Friday, November 7, 2008

A Quick Note On Employment

The headlines have covered the big picture. We lost another 240,000 jobs last month, and September's figure was revised lower by 125,000. These are terrible numbers but not surprising given the sharp fall in economic activity in recent weeks. Plenty of companies have been announcing layoffs (right-sizing), and the management commentary on the conference calls that I've heard makes it clear that more cuts are coming.

One of my favorite components of the employment report is the birth/death model. A review of this model is available here. Remember that this model is responsible for about 1/3 of the total nonfarm payroll figure. For September, the birth/death model continued to spit out some absurd figures.

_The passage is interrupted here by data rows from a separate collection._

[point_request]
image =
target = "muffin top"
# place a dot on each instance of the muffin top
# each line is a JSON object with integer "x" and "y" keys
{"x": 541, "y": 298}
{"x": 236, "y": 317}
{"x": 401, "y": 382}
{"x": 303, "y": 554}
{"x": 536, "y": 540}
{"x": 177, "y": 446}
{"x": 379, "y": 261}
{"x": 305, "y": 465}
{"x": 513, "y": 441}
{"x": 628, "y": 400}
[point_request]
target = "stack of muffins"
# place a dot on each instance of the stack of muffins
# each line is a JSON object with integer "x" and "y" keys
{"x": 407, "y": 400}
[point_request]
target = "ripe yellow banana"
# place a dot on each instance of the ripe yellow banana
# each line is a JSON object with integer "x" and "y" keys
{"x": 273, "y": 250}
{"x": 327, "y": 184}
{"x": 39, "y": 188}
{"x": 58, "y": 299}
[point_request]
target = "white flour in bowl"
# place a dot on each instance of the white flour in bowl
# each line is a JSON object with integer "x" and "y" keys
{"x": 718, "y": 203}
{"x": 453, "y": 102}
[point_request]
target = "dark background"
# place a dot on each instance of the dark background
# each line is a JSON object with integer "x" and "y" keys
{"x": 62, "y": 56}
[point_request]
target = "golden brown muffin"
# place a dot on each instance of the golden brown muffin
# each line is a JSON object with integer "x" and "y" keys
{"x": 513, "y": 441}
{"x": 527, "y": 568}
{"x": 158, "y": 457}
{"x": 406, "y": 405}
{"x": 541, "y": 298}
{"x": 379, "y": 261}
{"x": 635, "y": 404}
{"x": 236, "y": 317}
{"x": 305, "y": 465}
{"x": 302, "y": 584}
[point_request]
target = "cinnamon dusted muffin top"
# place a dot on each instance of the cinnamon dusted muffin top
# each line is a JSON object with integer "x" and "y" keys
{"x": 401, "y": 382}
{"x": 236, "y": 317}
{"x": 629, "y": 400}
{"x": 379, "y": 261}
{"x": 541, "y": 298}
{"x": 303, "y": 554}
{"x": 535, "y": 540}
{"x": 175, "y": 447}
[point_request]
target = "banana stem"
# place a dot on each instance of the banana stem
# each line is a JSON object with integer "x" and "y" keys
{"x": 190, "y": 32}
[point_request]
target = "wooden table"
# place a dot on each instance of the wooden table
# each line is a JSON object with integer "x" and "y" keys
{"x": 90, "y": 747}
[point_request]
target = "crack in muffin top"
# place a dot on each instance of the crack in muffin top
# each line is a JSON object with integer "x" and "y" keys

Despite a fall of 240,000 jobs in the headline number, the birth/death model assumes that a net 71,000 jobs were created.

This means that if the birth/death model had conservatively predicted that no jobs were created or lost, the headline figure would have been a loss of 311,000 jobs. If the birth/death model had actually calculated a net loss of jobs (which was almost certainly the case), then the headline number would have been even worse. This model is notorious for being way off at turning points. These figures will be revised in a big way at a later date.

It makes me wonder how many people we pay to sit at the Department of Labor and churn out this misleading random data.

Disclosure: The Rubbernecker is short useless models and 4 out of 5 statisticians.